Once root rot and crown rot have been detected, it is typically too late to effectively treat it.  Therefore, focus should be placed on prevention of the disease.

Viral Diseases

Viral diseases in plants are the result of intracellular pathogenic particles that live inside the cells of the plant.  These viral pathogens are obligate parasites lacking the molecular machinery to replicate themselves without a host.

Plant viruses are transmitted naturally from one plant to another primarily via vectors, usually in the form of insects but also via soil-borne nematodes or through infected seeds or pollen of the host plant.  They can also be transmitted through cuttings, since infected plants typically have the virus inside of most of its cells except in the areas of new growth.  In tissue culturing, healthy cells from the area of new growth are removed and grown into new, virus-free plants.

Some viruses are only viable for transmission by insects for a few hours after being acquired by an insect vector and are called nonpersistent viruses.  Other are viable for transmission for days after being acquired by an insect vector and are called persistent viruses.

Viral infections of plants are often hard to identify.  Their symptoms differ depending on the pathogen, the species of plant being infected, as well as conditions under which they are grown.  They can often be confused with symptoms caused by extreme heat, fungal infections, insect infestation, herbicides, and deficiencies and excesses of certain minerals.

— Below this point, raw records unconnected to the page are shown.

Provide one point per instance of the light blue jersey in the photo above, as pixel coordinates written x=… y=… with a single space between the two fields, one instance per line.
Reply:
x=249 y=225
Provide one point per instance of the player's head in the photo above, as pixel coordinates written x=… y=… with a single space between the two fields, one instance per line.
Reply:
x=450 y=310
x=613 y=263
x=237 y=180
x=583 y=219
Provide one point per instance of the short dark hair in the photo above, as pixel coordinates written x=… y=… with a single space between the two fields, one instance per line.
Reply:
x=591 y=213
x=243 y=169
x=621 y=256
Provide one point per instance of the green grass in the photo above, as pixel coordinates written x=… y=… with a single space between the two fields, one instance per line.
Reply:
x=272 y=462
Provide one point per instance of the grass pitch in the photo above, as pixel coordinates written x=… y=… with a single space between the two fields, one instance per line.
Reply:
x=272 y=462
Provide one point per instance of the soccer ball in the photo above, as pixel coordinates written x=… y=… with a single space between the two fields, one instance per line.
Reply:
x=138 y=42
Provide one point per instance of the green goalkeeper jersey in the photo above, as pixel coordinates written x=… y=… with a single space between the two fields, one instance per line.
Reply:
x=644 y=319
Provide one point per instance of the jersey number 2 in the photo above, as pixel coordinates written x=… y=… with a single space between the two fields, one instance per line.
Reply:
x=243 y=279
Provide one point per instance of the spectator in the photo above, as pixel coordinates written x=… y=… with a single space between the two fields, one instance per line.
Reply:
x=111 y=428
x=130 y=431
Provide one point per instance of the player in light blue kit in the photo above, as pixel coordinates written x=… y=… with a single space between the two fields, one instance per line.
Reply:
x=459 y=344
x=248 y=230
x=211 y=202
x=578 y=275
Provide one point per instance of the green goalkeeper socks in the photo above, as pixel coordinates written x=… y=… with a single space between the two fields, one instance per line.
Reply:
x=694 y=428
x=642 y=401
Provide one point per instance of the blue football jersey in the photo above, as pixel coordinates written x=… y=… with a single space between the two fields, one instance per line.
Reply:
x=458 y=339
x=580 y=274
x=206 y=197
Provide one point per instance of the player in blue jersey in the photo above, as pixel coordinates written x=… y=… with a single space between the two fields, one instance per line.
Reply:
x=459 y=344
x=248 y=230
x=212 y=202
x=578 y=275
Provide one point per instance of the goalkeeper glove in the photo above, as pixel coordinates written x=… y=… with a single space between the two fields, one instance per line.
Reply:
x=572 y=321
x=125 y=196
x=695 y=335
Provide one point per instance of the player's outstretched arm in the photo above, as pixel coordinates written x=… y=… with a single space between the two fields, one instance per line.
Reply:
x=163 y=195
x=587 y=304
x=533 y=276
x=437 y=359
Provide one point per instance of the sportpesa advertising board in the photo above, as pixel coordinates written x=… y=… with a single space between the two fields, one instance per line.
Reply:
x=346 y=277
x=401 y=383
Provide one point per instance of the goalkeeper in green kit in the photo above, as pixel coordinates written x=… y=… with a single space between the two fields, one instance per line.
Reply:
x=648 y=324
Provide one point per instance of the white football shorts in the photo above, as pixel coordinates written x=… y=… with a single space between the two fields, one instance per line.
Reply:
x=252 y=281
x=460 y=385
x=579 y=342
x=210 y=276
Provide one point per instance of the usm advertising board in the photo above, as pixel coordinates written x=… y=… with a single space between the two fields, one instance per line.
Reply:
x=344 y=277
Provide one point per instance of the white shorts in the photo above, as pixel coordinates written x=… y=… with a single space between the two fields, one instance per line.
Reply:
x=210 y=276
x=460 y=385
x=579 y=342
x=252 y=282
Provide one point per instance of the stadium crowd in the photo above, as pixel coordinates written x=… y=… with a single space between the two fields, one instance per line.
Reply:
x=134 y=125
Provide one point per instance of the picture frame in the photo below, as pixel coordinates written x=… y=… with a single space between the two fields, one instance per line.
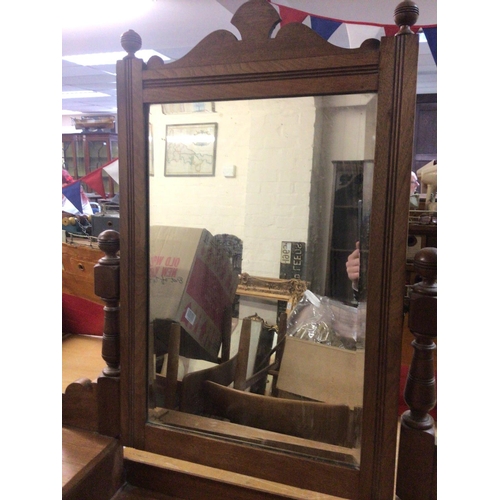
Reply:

Viral diseases do not exhibit any signs because they exist inside the cells of plants and require extreme magnification to see them.  Several common viral disease symptoms include stunted growth, light and dark green or yellow and green mosaic leaf patterns, crinkled leaves, yellowing of entire leaves, and yellow streaking or spotting on leaves.  It is obvious that these are all symptoms of many diseases, and for this reason it is impossible to diagnose viral diseases based on symptoms alone.  Laboratory analysis and testing is required to confirm such diagnoses.